Suicide prevention leadership group: second annual report

The second annual report of the National Suicide Prevention Leadership Group (NSPLG).


NSPLG COVID-19 Statement

30 June 2020

The NSPLG published our COVID-19 Statement on 30 June 2020, recommending that suicide prevention should be a priority public health issue and integral to government planning, both during the pandemic and in the longer term.

In our statement we welcomed the initiatives developed and resourced by national and local government and the third sector, to support the mental health of people across Scotland during the pandemic.  We set out our view that specific policy areas beyond mental health policy, such as equalities, employment and the economy, will need to be engaged to address the potential long term mental health and suicide consequences of the pandemic.

Reviewing the available material, we adopted the evidence-based interventions identified by the COVID-19 Suicide Prevention Research Collaboration, in its Lancet Psychiatry paper as a basis for a pandemic-specific plan of action for suicide prevention in Scotland.[15]  Drawing on this evidence and with our knowledge of current suicide prevention work in Scotland, we recommended that four immediate priorities for suicide prevention should be progressed by the Scottish Government and COSLA:

1. Closer national and local monitoring of enhanced and real time suicide and self-harm data — to identify emerging trends and groups at risk for early preventative action.

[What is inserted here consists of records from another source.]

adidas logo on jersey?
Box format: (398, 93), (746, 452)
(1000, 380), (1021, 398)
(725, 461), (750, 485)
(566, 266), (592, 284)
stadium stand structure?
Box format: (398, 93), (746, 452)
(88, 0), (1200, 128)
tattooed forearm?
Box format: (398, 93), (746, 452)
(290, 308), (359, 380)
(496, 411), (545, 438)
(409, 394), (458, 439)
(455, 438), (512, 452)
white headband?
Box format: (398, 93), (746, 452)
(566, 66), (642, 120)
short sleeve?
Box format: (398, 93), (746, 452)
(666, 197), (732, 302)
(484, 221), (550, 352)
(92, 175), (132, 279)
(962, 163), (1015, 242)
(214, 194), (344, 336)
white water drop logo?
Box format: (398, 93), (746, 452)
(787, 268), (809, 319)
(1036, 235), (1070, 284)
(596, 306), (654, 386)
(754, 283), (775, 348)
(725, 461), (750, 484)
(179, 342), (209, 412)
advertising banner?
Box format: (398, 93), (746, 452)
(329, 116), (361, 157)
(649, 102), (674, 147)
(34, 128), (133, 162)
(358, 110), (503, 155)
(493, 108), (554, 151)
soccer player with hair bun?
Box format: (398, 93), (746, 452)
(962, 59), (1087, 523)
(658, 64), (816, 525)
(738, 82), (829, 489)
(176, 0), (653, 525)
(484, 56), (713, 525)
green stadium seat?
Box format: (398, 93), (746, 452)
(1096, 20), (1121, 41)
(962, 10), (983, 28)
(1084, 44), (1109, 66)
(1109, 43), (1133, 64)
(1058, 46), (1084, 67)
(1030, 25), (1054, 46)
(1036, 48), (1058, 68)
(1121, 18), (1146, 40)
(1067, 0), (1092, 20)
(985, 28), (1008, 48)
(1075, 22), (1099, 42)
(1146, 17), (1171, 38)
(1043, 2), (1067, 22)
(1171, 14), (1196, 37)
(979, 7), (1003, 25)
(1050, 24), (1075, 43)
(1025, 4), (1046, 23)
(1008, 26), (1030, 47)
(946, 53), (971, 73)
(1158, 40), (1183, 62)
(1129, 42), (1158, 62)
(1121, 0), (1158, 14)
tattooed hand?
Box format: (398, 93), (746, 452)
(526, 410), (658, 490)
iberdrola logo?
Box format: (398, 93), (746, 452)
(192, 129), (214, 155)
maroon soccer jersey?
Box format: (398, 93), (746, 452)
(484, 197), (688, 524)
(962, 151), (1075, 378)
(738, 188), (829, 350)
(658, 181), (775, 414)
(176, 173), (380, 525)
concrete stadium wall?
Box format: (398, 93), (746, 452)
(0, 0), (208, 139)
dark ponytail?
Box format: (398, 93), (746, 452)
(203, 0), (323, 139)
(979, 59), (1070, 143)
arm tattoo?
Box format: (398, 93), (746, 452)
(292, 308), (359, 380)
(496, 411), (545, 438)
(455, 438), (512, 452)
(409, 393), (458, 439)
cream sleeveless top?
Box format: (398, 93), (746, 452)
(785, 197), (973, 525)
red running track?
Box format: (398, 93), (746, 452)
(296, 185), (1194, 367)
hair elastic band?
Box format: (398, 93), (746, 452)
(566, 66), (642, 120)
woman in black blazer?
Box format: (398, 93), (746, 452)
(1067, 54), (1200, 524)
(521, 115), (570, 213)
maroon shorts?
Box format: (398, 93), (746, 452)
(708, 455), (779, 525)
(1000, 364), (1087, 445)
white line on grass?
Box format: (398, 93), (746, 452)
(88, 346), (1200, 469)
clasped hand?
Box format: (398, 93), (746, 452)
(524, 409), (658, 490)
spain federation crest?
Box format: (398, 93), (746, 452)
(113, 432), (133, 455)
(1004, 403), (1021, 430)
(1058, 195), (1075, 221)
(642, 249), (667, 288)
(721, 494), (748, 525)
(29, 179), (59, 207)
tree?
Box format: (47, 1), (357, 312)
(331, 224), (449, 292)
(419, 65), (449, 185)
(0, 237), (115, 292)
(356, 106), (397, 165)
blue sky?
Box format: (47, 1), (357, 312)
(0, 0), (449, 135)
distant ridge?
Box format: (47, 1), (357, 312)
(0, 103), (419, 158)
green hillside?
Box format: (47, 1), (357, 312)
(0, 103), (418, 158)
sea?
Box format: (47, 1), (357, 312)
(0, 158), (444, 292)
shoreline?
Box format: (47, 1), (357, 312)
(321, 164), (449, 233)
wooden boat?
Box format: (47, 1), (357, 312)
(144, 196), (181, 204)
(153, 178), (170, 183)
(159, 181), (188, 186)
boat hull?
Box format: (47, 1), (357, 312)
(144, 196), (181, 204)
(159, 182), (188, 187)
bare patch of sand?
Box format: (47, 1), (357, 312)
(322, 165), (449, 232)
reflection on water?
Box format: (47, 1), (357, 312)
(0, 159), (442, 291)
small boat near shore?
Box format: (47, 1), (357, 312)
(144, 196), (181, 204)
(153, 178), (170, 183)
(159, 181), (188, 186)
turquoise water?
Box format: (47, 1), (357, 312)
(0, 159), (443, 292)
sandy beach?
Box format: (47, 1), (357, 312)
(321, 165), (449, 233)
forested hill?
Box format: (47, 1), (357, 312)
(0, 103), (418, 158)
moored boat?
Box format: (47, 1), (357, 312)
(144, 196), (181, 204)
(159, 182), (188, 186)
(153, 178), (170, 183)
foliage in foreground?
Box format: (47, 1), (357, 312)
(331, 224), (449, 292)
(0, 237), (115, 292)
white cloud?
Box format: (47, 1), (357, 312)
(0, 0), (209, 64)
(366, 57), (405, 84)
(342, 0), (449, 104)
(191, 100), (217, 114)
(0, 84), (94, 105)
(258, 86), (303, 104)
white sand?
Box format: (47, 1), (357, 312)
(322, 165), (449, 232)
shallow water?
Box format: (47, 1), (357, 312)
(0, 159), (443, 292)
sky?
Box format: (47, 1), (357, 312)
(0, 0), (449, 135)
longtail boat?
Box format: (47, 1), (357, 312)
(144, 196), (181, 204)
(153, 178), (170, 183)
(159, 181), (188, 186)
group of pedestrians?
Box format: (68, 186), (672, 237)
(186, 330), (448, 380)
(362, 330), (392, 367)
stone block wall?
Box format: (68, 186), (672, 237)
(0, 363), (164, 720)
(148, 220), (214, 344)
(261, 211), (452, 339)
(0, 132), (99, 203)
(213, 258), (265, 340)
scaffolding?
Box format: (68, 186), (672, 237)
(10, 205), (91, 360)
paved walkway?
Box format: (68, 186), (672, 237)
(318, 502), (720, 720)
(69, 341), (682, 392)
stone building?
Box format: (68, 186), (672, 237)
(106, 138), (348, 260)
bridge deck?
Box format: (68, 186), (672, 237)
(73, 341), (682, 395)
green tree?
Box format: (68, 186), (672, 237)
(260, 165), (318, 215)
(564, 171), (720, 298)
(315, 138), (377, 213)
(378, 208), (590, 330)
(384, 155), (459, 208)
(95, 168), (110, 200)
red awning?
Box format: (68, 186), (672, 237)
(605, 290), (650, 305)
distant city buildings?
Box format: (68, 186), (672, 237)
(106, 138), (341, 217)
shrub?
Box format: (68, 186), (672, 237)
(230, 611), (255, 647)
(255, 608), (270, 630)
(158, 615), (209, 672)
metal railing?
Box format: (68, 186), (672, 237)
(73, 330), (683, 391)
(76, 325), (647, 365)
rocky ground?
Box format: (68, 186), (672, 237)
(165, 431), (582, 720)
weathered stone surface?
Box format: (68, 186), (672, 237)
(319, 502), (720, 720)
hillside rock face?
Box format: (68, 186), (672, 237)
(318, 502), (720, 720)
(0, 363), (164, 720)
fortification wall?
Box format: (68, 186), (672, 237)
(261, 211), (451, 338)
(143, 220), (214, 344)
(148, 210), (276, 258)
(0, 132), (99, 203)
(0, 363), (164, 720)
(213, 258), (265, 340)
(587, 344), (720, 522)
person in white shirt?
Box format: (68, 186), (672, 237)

2. Specific public suicide prevention campaigns, distinct from and in partnership with the umbrella ‘Clear Your Head’ mental health and wellbeing campaign — to encourage people at risk of suicide and in suicidal crisis to seek help without stigma and to encourage others to give it.

3. Enhanced focus on specifically suicidal crisis intervention — to ensure that those in suicidal crisis can access timely help and support, and meet any increase in numbers.

4. Restricting access to means of suicide — to reduce the availability to those in crisis of the most commonly used means of suicide.

These recommended priorities for action were accepted in full by the Scottish Government and COSLA in August 2020. 

Our COVID-19 Statement also addressed and made a recommendation on an important issue brought more strongly into focus by the likely long term impacts of the pandemic on mental health and people’s life circumstances.  As Scotland’s NSPLG we strongly believe that, following on from the three year span of Every Life Matters, Scotland should have a long-term suicide prevention strategy potentially spanning the next 10 years.  We believe that long-term suicide prevention strategy should include a range of specific policy areas beyond mental health policy, in order to address issues such as equalities, employment and the economy which have an impact on the life circumstances of individuals and are integral to preventing suicide. 

This recommendation was also accepted by the Scottish Government and COSLA, and work has begun to consider how best to progress the consultation and co-design which will give Scotland and those affected by suicide now and in the future the strategy and preventative action they deserve.

We welcome the joint response of the Scottish Government and COSLA to our COVID-19 Statement recommendations and their commitment to working together and with a broad range of stakeholders, including most importantly people who have lived experience of the impacts of suicide, to develop a longer-term suicide prevention strategy. 

Every member of the NSPLG is committed to supporting that important work because we know it will save lives.